Ich denke das muss man alles mal ein bisschen relativieren. Ja, es stimmt das der Simulator am Anfang wirklich nicht gut war bzw. einfach verbuggt. Man muss aber auch sagen, dass 4Player sich da auch ein wenig unprofessionell verhalten hat zum Teil wenn man sich die Kommentare eines Redakteurs dort bzgl. des Simulators durchließt.... was ich getan habe nachdem ich deinen Link genutzt habe. Aber letztendlich hatte er auch wiederum recht, das Spiel war zunächst nicht spielbar. 

Es wissen aber auch nicht viele, dass die Gold Edition rausgekommen ist, welche zum einen die Bugs behoben haben und zum anderen noch Erweiterungen mit sich brachte. Genau das alles hat mir mein Kumpel erzählt, bei dem ich jetzt noch einmal  nachgefragt habe. Und als ich es bei ihm gespielt habe, gabs auch keine Probleme. Von daher kann man schon mal sagen, dass sie bestimmt dazu gelernt haben und 2012 bestimmt gleich von Anfang an gut wird. Wenn nicht sollen sie in der Hölle schmoren


----------



## Morwenth (30. November 2011)

Update:


So jetzt ist es ja rausgekommen:

  Also die Sorge, die hier geäußert wurde,  dass das Spiel verbuggt sein würde hat sich nicht bestätigt. Gleich nach Release haben die Entwickler auch Patches nachgelegt, naja ich empfinde das als positiv. Hab auch schon ne Runde mit meinem Kumpel im Multiplayer gedreht. 
  Fazit: Nichts mit Hölle und so


----------



## Tumblin (15. Dezember 2011)

Ich kann Morwnth da nur zustimmen.

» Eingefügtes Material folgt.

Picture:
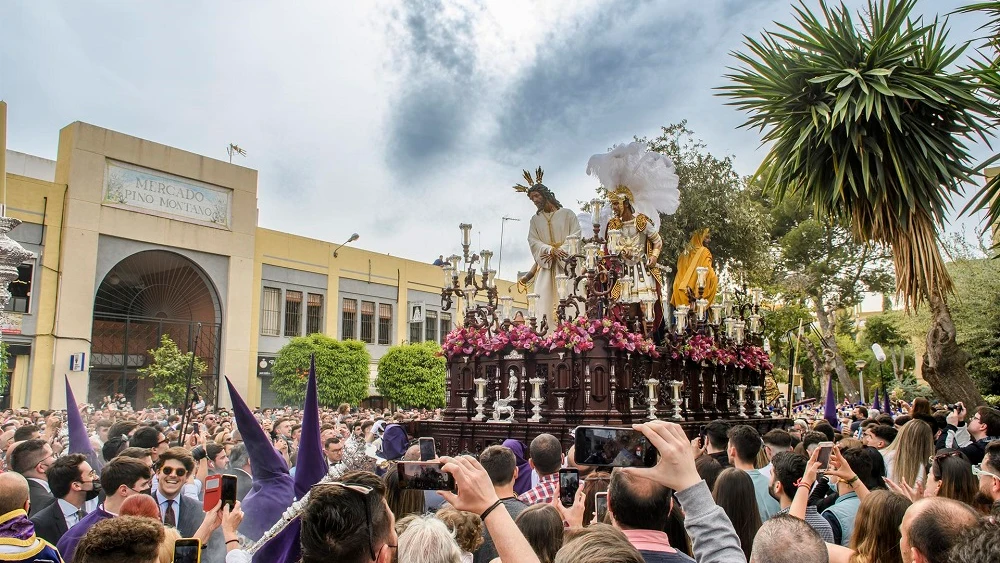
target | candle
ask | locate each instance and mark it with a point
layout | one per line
(506, 305)
(595, 211)
(562, 283)
(701, 308)
(590, 250)
(573, 245)
(532, 306)
(614, 239)
(716, 314)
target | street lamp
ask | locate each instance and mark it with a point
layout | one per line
(880, 356)
(860, 364)
(353, 238)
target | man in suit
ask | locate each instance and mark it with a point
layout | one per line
(32, 458)
(239, 465)
(73, 482)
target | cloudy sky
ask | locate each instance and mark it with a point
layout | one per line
(394, 119)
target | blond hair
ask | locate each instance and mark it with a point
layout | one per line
(911, 448)
(599, 543)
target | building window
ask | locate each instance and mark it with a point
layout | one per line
(445, 326)
(348, 318)
(270, 317)
(368, 322)
(314, 313)
(20, 290)
(384, 324)
(293, 313)
(430, 326)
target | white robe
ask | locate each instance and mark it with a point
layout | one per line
(545, 232)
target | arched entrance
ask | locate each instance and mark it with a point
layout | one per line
(143, 297)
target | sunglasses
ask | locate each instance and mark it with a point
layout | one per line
(364, 492)
(978, 470)
(167, 470)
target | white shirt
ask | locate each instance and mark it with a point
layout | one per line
(162, 501)
(70, 513)
(41, 482)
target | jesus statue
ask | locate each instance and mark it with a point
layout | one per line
(547, 233)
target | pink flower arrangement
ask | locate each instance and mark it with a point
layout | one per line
(578, 335)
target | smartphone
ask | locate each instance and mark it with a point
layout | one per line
(569, 483)
(424, 476)
(428, 450)
(187, 550)
(213, 492)
(228, 490)
(615, 447)
(601, 505)
(825, 449)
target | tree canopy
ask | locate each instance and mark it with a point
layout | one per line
(713, 196)
(169, 372)
(341, 370)
(412, 375)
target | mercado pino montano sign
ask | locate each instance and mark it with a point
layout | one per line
(158, 193)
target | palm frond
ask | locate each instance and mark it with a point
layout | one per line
(869, 122)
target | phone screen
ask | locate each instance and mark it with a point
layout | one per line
(617, 447)
(229, 490)
(213, 492)
(601, 505)
(424, 476)
(187, 551)
(428, 451)
(569, 483)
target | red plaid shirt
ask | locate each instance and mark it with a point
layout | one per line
(544, 491)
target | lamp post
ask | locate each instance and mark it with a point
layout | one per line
(880, 356)
(353, 238)
(503, 222)
(860, 364)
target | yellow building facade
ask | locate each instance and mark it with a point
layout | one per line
(134, 240)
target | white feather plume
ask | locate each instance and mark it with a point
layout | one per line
(650, 176)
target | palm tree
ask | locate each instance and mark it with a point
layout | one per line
(869, 124)
(986, 68)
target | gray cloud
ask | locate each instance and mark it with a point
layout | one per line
(435, 52)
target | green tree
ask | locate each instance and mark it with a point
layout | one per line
(412, 375)
(341, 370)
(169, 372)
(986, 69)
(885, 331)
(869, 125)
(714, 196)
(4, 362)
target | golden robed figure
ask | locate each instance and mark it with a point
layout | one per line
(695, 255)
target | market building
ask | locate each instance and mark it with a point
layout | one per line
(132, 240)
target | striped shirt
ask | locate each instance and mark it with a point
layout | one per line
(544, 491)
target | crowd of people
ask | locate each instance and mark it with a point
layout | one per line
(920, 485)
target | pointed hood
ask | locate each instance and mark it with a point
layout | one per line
(310, 467)
(79, 442)
(272, 490)
(830, 405)
(394, 443)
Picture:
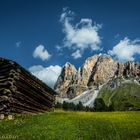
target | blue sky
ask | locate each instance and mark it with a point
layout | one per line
(42, 35)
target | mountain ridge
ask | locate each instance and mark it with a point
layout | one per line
(87, 83)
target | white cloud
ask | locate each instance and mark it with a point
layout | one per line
(82, 35)
(48, 75)
(126, 49)
(77, 54)
(41, 52)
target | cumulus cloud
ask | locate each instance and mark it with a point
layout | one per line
(82, 35)
(77, 54)
(126, 49)
(48, 75)
(41, 52)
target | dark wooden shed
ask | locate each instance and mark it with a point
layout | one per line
(21, 92)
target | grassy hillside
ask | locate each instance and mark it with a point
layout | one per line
(62, 125)
(124, 97)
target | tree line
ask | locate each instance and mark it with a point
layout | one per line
(98, 105)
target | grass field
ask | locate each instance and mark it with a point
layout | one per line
(61, 125)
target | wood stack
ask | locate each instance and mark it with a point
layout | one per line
(21, 92)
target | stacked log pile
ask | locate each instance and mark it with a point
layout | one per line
(21, 92)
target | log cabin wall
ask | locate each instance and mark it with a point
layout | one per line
(21, 92)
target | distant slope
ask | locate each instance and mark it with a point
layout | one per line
(126, 96)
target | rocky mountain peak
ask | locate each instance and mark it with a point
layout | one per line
(95, 71)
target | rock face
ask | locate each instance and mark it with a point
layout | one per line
(95, 71)
(21, 92)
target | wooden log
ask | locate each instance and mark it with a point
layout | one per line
(21, 92)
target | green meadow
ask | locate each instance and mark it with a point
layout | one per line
(62, 125)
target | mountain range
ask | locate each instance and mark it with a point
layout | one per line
(117, 83)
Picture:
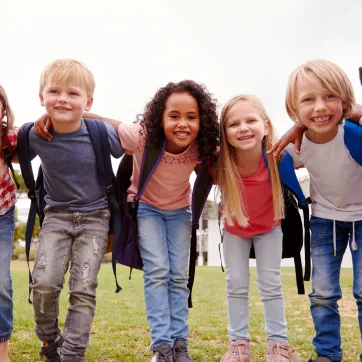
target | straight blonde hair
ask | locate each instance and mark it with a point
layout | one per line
(68, 70)
(333, 79)
(227, 175)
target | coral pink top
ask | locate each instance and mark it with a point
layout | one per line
(169, 187)
(258, 199)
(7, 187)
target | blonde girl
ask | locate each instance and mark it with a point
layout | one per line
(253, 206)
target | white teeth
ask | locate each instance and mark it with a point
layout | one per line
(321, 119)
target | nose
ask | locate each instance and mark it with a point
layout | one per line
(62, 97)
(182, 122)
(243, 127)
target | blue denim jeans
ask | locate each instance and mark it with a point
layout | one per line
(268, 251)
(78, 240)
(164, 242)
(326, 283)
(7, 226)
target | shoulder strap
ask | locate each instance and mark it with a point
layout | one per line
(8, 155)
(290, 181)
(200, 192)
(23, 151)
(99, 136)
(353, 140)
(152, 156)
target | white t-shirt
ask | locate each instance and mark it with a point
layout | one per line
(335, 178)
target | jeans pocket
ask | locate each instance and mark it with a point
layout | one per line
(104, 214)
(318, 228)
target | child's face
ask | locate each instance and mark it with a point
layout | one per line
(180, 121)
(244, 127)
(65, 103)
(318, 109)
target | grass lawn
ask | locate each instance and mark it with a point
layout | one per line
(120, 331)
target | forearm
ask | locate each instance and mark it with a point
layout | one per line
(113, 122)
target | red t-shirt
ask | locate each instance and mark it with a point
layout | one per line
(7, 187)
(258, 200)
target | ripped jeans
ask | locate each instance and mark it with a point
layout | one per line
(78, 239)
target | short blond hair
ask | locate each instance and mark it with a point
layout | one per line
(227, 175)
(68, 70)
(333, 79)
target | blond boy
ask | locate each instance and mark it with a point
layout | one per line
(319, 97)
(75, 228)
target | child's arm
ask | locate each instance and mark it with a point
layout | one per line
(293, 135)
(113, 122)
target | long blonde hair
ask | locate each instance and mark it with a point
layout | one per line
(228, 178)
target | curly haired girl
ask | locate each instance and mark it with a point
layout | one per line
(186, 115)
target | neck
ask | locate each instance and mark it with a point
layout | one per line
(68, 127)
(248, 162)
(321, 138)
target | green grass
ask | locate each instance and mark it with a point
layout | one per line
(120, 331)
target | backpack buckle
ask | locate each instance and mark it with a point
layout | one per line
(32, 195)
(109, 189)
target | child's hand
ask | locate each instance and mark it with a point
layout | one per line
(294, 135)
(42, 126)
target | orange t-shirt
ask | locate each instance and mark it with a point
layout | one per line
(258, 200)
(169, 187)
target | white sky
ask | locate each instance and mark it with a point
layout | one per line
(135, 47)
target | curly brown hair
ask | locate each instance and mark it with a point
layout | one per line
(209, 135)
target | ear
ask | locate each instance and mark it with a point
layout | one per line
(41, 97)
(88, 105)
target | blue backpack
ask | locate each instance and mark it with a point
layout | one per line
(127, 251)
(99, 137)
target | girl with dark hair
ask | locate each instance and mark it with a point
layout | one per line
(186, 115)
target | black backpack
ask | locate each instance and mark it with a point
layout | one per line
(99, 137)
(127, 252)
(292, 226)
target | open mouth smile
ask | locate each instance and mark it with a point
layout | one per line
(182, 134)
(321, 120)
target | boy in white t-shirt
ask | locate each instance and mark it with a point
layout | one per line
(319, 96)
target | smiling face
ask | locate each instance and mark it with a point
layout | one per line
(180, 121)
(245, 128)
(318, 109)
(65, 102)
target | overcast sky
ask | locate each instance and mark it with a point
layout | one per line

Buggs habe ich noch keine gefunden. Multiplayer bzw. Co-Op konnte ich noch nicht ausprobieren, mache ich bei nächster Gelegenheit.

Gruß
Tumblin


----------



## Morwenth (22. Dezember 2011)

Tumblin schrieb:


> Ich kann Morwnth da nur zustimmen. Buggs habe ich noch keine gefunden. Multiplayer bzw. Co-Op konnte ich noch nicht ausprobieren, mache ich bei nächster Gelegenheit.
> 
> Gruß
> Tumblin


 
Mach das mal. Ich habe das zwar erst ein Mal gespielt im Koop - aber war schon witzig das gemeinsam anzugehen. Es kamen ja glaube insgesamt 5 Patches und es sollte eigentlich frei von Kinderkrankheiten sein. Habe zumindest nichts irgendwo von großen Problemen gelesen und bei mir läufts, wie schon gesagt, ordentlich.


----------



## Tumblin (29. Dezember 2011)

So ich hab den Co-Op jetzt mal mit nem Freund getestet. Es macht wirklich Spaß. Gestartet haben wir mit einem Wettrennen ^^ im Anschluss daran haben wir 3 Stunden lang Felder gepflügt, etc. Zu zweit ist es nochmal was ganz anderes. Auch hier konnte ich keine Probleme feststellen. Also muss ich hier Morwenth auch wieder zustimmen, nach 5 Patches sollten die Kinderkrankheiten auch raus sein. 
Ich kann nur empfehlen, sollte man den Agrar Simulator haben, umbedingt den Co-Op ausprobieren.

Gruß
Tumblin


----------



## greyhound61 (9. Februar 2012)

*Super Simulation*

Ich bin seit einiger Zeit mit diesem Spiel beschäftigt und muß sagen, das ist wirklich gelungen. Es wird von Patch zu Patch besser und da kommen immer wieder neue Sachen rein. Es gibt einen Video Contest, bei dem man einen Gutschein gewinnen kann. Habe ich beim durchforsten der Community gesehen. 
http://www.agrar-simulator.de/FORUM.../p28838-video-contest-februar-2012/#post28838


----------



## maxpaine30 (9. Februar 2012)

Ich kann auch nur positives schreiben , es macht sehr viel Spaß und es ist wirklich mittlerweile erstklassig.
@Eol_Ruin das ist mal wieder klar nicht gestest aber seinen Senf dazu abgeben, wenn schon das Original ??
Fährst du auch das original Auto von damals ??  Spiel du mal LS


----------



## Mellsei (17. Februar 2012)

Schau mal 

>HIER<


Kannst dir gleich die Demo saugen  ​


----------



## Hobgoblin (11. April 2012)

Sieht cool aus, allerdings sind mir solche Agrar Simulatoren zu realistisch. Ich bleibe lieber mei meiner kunterbunten FarmKingdom


----------